AST-level diffs and merges


AST diff and merge algorithms allow to resolve conflicts which cannot be resolved by usual git. For example changes in the same row or moving blocks of code into other places or variables renames. It may be useful to store not text diffs, but AST ones. Of course with fallback to raw text or binary when the lang is unknown.

https://github.com/koczkatamas/onelang - is an abstract ast for all langs with specifying languages in yaml and transpiling the code on them to each other
https://github.com/GumTreeDiff/gumtree - ast diff tool


Thanks for the constructive comment! Could you provide an explanation of why you think the current Pijul could not handle this, and how that could work with our current algorithm?

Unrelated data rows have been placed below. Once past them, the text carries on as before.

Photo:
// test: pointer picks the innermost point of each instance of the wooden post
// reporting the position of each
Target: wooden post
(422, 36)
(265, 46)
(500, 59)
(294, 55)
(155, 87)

In fact I have not tried pijul yet, all the things are from my git experience, and since, I guess (am I right?) that pijul is also line-oriented (as git is), I thought that it may have the same troubles git has. But since pijul is not mature and stable like enough, it can introduce breaking changes and innovations, like AST-based diffs.


Pijul is not line-oriented (at least in the sense that Git is) - that’s the key difference. Although it is not at level of understanding different programming for conflict resolution, the internal file representation has an explicit modeling of conflicts (that you can then resolve).

I’d recommend reading:

it’s a good explanation of how conflicts are handled in Pijul.


I have already read this, thisI guess won’t help much for automatic conflict resolution.
version a

def a(b, d):
  return b+d

Version b

def a(b, c):
  return b+c

version c

def a(a, d):
  return a+d


How should d look like? I guess

def a(a, c):
  return a+c

I guess neither pijul nor git can deal with it.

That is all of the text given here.